[Slice Of Life] : Public Speaking Class

Minggu lalu aku mengikuti Kelas Public Speaking, yang mengusung tema "Seni untuk Menyihir Orang Lain".
Kelas ini dibawakan sama kakak manis dan baik hati yang blog-nya selalu bikin adem, Kak Theoresia Rumthe atau biasa dipanggil Kak Theo.

Awalnya aku seneng banget ketika Kak Theo mengadakan kelas di Bandung, kan bisa sekalian pulang dan jelong-jelong.
Tapi, di tengah jalan si akuh tiba-tiba galau gundah gulali buat memutuskan jadi ikut kelas apa ndak.
Biasalah, kalo orang moody tipikal akika begini, udah tinggal beberapa hari menuju hari H, pasti berubah pikiran dan mulai terdistraksi.

Alasan galaunya pun nggak tau apa, padahal semua faktor mendukung banget buat ikutan kelas.
Mulai dari lokasi yang tepat, tutor yang ketjeh, bahkan dari segi biayanya pun worth it banget dengan ilmu dan keseruan yang bakal didapat.

Akhirnya, setelah memantapkan diri bahwa KAPAN LAGI Kak Theo ngadain kelas, di Bandung pulak, dan ini first experience-ku ngikutin Public Speaking, plus rasa penasaran yang menggebu-gebu *padahal sebelumnya nggak mood* serta kepengen tahu Public Speaking itu kayak gimana sih, akhirnya saya KETOK PALU dan memutuskan ikut, pemirsah!

Kelas Public Speaking dimulai jam 12:00 dan kita mamam-mamam cantik dulu di Senemu Coffee, tempat kelas berlangsung, sebelum mulai masuk ke materi.
Begitu tiba di Senemu Coffee, udah ada beberapa cewe-cewe ketjeh di sana.
Setelah kenalan dengan Kak Theo dan beberapa temannya, aku juga kenalan dengan beberapa teman baru yang sama-sama ikut kelas hari itu.

[makan siang dulu sebelum kelas dimulai, sambil kenalan sama temen baru tentunya^^]


Ada Alfa, Wenda, Kansha dan Dika.
Total 5 orang termasuk aku yang ikut kelas hari itu.
Kesan pertama begitu kenalan dengan teman-teman baru, 'setdah nampaknya orang-orang yang berpengalaman banget soal Public Speaking dan udah sering ikut kelas'.
Apalah aku ini, introvert akut yang memulai pembicaraan aja susyeeh, cuma bisa cengar-cengir senyum menanggapi obrolan mereka dan nol experience soal kelas public speaking.

Sebelum kelas memasuki materi utama, kita diminta untuk memperkenalkan diri masing-masing.
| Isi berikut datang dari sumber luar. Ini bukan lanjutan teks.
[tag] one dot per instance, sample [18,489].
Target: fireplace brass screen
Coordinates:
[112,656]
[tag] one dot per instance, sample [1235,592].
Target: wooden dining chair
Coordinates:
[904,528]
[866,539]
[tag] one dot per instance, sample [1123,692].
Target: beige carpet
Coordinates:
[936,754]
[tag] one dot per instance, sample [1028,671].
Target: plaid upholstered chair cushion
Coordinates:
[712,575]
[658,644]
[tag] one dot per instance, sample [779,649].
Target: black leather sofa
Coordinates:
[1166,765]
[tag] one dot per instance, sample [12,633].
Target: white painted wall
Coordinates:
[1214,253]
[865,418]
Mulai dari nama, profesi atau apa yang lagi dikerjakan saat itu.
Dari perkenalan itulah, aku jadi tahu kalau semuanya punya latar belakang berbeda.
Ada ibu dokter yang sedang risau dengan kondisi anak-anak jaman sekarang dan ingin memperbaikinya dengan ilmu yang dia punya, ada yang baru lulus dari kelautan ITB dan cinta banget sama laut *pastinya*, ada juga yang memang menggeluti dunia yang dekat dengan public speaking.
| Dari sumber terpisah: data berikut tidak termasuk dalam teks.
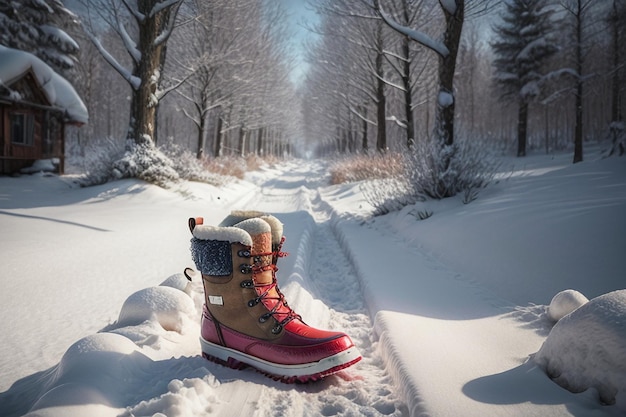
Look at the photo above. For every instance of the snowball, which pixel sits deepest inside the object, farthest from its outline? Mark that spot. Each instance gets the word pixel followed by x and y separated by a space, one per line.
pixel 564 303
pixel 587 349
pixel 168 306
pixel 98 358
pixel 178 281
Akik sendiri bangga donk menjadi seorang interpreter yang tentunya dekat banget dengan dunia per-sepik-sepik-an ini.

Setelah semua memperkenalkan dirinya, kak Theo juga ikut memperkenalkan diri.
Kesan pertama ketika ketemu langsung dengan kak Theo ini [karena biasanya cuma kenal di socmed dan blog, boro-boro ngobrol langsung], aku langsung sukaaaaa sama beliaw ♡ ♡ ♡!!!
Bener-bener sosok prempewi yang adem dan betah lama-lama ngobrol sama kakak satu ini.
Pokonya, kelas hari ini dijamin seru deh, begitu ketemu kak Theo.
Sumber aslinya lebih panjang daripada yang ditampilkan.